Non è certo confortante che nel Governo dei migliori di un Paese del G7 vi siano ancora personaggi come Carlo Sibillia, frequentatore assiduo, un tempo, di assemblee bancarie in cui sciorinava le teorie complottiste sui tentacoli plutocratici della Banca centrale europea, e che continua a sospettare che la discesa dell’uomo sulla Luna sia una montatura propagandistica degli americani.
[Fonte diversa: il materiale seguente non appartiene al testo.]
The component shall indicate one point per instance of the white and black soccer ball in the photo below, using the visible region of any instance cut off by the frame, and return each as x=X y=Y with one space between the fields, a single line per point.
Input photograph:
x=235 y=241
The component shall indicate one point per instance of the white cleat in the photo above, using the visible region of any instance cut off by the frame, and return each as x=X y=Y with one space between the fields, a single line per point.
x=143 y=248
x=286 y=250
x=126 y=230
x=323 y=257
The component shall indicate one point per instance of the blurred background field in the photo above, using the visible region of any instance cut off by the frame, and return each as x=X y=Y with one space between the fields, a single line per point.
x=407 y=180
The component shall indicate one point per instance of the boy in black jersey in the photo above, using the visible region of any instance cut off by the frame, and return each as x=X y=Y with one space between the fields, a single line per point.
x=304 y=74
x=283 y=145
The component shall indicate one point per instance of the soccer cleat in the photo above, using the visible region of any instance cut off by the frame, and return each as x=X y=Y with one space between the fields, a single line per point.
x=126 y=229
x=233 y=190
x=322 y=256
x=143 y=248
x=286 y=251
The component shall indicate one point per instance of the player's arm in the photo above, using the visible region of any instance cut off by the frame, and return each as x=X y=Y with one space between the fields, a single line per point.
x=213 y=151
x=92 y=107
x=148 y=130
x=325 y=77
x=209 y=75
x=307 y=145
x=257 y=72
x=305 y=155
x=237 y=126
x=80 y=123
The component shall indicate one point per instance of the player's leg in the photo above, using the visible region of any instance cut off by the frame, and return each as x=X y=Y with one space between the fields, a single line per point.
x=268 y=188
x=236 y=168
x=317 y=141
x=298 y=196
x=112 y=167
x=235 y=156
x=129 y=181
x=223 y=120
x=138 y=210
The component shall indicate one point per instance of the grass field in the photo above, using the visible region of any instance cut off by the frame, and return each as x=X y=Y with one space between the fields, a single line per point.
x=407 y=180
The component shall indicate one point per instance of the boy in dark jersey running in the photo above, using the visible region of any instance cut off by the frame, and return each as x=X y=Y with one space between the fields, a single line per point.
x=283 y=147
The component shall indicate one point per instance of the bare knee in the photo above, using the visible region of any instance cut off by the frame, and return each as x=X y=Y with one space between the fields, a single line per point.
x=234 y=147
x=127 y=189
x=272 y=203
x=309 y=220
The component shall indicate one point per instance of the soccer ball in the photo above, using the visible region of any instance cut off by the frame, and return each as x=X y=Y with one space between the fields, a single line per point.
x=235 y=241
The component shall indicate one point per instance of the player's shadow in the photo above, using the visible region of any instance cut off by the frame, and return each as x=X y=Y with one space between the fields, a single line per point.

Aver cancellato dai social gli insulti a Mario Draghi è un’aggravante per meglio inquadrare il soggetto.
E non è meno sconcertante che almeno un dito sul volante di una politica estera tutta dipendente dal solo prestigio del Presidente del Consiglio, sia ancora usato dall’ex responsabile Esteri del Movimento Cinque stelle, tale Manlio Di Stefano, a cui si deve il copyright delle aperture a Maduro e che più recentemente ha inviato alla Libia le condoglianze per la strage in Libano.
Fermiamoci qui sulle presenze (l’elenco sarebbe lungo) ma almeno sulle cancellazioni qualcosa si deve aggiungere.
Che dire del tratto di penna (femminista?) che ha cancellato il vice ministro dell’Economia Antonio Misiani, e ha invece confermato una ex no TAV come Laura Castelli? Un vero dispetto a Draghi e a Franco, che hanno già abbastanza problemi.
Il caso Misiani è particolarmente vistoso. Se c’è un membro del Conte 2 che aveva padronanza di tutti i dossier, è proprio il senatore bergamasco, un bocconiano che conosce ciò di cui parla. Molto spesso argine e rimedio per le incertezze del ministro in carica Roberto Gualtieri. La continuità tra governi è anche memoria storica, e Daniele Franco avrebbe fatto meno fatica ad affrontare il futuro senza dover ricorrere a chissà chi per un riassunto della puntata precedente.
Gli è rimasta solo Laura Castelli, famosa per il «questo lo dice lei» con cui, ospite di Porta a Porta da Bruno Vespa, sbalordì Pier Carlo Padoan, che pazientemente le aveva spiegato la differenza tra deficit e debito, ma è sconsigliabile che l’ex Ragioniere dello Stato si rivolga ora alla ragioniera torinese, con laurea triennale in economia aziendale.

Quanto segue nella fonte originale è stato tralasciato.